All of these things were racing through my mind as I hurried to WHSmith.  The gates were being lowered.

“We’re closing now.”

“I think I may have left my card here.” I said breathlessly.

The guy (aged about 12) rolled his eyes.

“Follow me”

I went to the cash desk with him.

“What is your name?”

“Er, Maria, er XXX Er the card doesn’t say my first name, It’s Miss M. er…”  I don’t think I could have been less convincing if I was a bloke trying to claim my name was Maria.

He pulls out a card.

“Er..It’s I…” I stammered on, risking a glance at Julia (still grinning) “I have my passport.”

“Let me see your passport please.”

With trembling hands I extracted my passport from my pocket.  He glanced at it and then at the card.  “Here you go, Miss.”

Oh thank the Lord, my knees went weak from the relief.  “Thanks so much, I…thank you.”

So there it was.  I had become so distracted by Ben, that I had left my card in the chip and PIN machine at the self-checkout thing.  I went back to EAT to pay for my tea and croissant.

Gratuitous picture of Benedict Cumberbatch.  Totally explains why I was so distracted though.

Gratuitous picture of Benedict Cumberbatch.
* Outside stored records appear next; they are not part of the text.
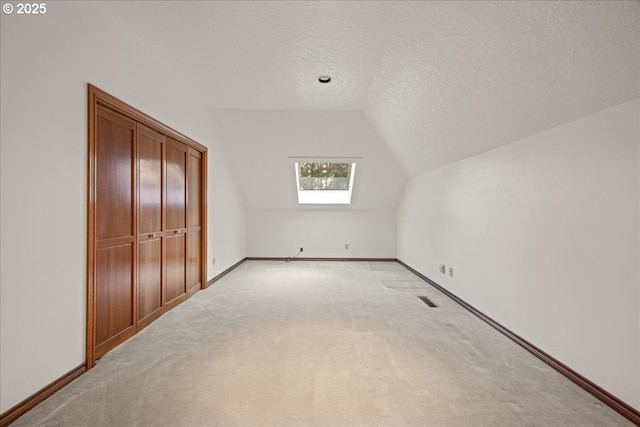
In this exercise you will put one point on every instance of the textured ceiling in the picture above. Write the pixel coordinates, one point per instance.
(438, 81)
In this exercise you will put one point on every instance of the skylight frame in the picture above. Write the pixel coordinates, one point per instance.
(329, 198)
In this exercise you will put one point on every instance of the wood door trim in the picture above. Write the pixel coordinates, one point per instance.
(98, 100)
(113, 103)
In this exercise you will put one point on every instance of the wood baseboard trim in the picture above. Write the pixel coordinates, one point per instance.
(40, 396)
(227, 271)
(321, 259)
(598, 392)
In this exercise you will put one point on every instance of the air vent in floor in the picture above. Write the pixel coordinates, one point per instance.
(428, 302)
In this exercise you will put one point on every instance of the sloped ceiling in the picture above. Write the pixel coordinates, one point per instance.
(438, 81)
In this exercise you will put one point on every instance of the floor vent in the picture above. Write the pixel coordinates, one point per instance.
(428, 302)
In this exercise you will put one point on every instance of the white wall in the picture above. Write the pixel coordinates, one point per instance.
(543, 237)
(47, 62)
(260, 143)
(322, 233)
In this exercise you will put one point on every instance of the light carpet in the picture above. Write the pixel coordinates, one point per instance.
(320, 344)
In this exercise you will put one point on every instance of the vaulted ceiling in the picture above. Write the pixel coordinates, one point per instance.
(437, 81)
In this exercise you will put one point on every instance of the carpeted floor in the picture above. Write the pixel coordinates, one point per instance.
(320, 344)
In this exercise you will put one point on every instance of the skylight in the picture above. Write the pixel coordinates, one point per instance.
(325, 182)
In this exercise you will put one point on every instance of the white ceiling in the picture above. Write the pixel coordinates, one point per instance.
(438, 81)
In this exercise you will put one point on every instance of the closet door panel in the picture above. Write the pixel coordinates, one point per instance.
(176, 185)
(114, 180)
(194, 189)
(114, 291)
(115, 257)
(149, 180)
(175, 266)
(150, 195)
(149, 277)
(194, 260)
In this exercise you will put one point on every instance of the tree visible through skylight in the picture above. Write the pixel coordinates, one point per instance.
(324, 183)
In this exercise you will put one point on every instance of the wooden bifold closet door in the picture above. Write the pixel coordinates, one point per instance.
(147, 186)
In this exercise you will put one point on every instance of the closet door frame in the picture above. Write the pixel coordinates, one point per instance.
(96, 98)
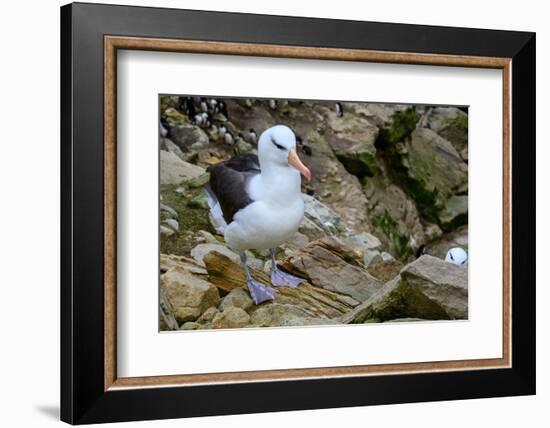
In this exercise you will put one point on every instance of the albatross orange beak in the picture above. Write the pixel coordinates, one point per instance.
(294, 160)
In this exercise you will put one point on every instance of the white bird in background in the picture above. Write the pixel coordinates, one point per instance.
(257, 203)
(457, 256)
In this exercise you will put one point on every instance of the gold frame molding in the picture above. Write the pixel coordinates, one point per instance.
(113, 43)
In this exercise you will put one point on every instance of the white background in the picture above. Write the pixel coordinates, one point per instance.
(144, 352)
(29, 222)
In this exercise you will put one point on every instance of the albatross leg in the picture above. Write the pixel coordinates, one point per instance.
(258, 291)
(280, 278)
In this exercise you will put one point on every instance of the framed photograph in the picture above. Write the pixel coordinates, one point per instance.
(266, 213)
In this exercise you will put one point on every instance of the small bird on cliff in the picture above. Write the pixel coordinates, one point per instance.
(456, 256)
(257, 203)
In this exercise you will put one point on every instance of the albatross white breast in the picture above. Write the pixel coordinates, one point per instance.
(257, 203)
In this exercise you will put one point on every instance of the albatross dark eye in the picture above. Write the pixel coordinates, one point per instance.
(278, 145)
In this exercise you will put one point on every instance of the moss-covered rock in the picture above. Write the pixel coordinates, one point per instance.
(398, 300)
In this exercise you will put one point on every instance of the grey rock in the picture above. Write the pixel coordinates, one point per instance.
(172, 223)
(328, 263)
(190, 325)
(208, 315)
(171, 211)
(444, 283)
(231, 317)
(237, 298)
(166, 231)
(276, 314)
(188, 294)
(201, 250)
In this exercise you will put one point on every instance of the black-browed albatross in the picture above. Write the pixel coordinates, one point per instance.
(257, 203)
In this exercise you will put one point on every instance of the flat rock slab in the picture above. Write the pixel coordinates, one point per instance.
(329, 264)
(442, 282)
(227, 275)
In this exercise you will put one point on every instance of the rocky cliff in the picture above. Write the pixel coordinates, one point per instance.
(390, 182)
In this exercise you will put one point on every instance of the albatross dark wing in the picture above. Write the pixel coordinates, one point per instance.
(228, 182)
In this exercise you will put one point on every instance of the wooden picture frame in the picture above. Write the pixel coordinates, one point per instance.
(91, 390)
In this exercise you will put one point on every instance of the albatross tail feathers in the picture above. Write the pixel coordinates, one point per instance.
(216, 211)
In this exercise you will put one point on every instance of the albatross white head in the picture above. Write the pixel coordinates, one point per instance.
(277, 152)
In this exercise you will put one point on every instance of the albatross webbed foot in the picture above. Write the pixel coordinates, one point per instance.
(259, 292)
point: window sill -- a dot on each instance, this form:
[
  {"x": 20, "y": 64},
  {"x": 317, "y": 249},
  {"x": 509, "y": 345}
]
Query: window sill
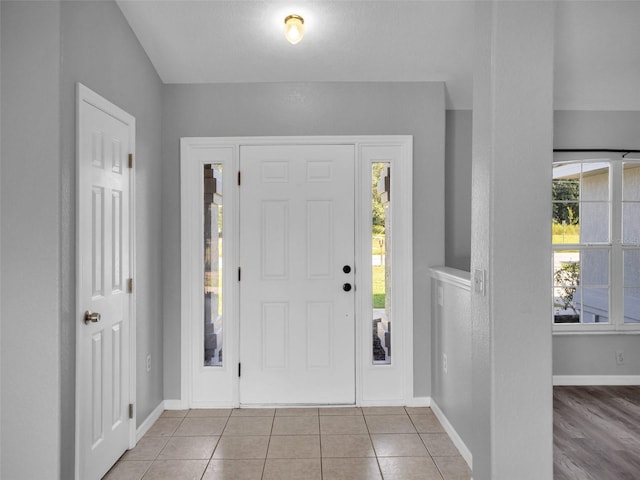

Totally explains why I was so distracted though.

“We’re closed now.  I gave your tea and croissant away.”

“I am so sorry, I had lost my card, I found it thank goodness!”

Amazingly, the EAT. woman was unmoved by my happy ending.  Julia’s happy for me I thought to myself grumpily.

“Yeah, well I gave your croissant away.  You can get another one if there’s one left.”

I went over and got another croissant.

“I hope you don’t still want the tea.” She said.

“No, that’s fine, thanks and sorry.”

I grabbed my croissant and left.

Julia, bless her was still smiling. I found myself smiling back relieved, croissant in hand and flight gate announced.

I still didn’t buy any Lancôme stuff though.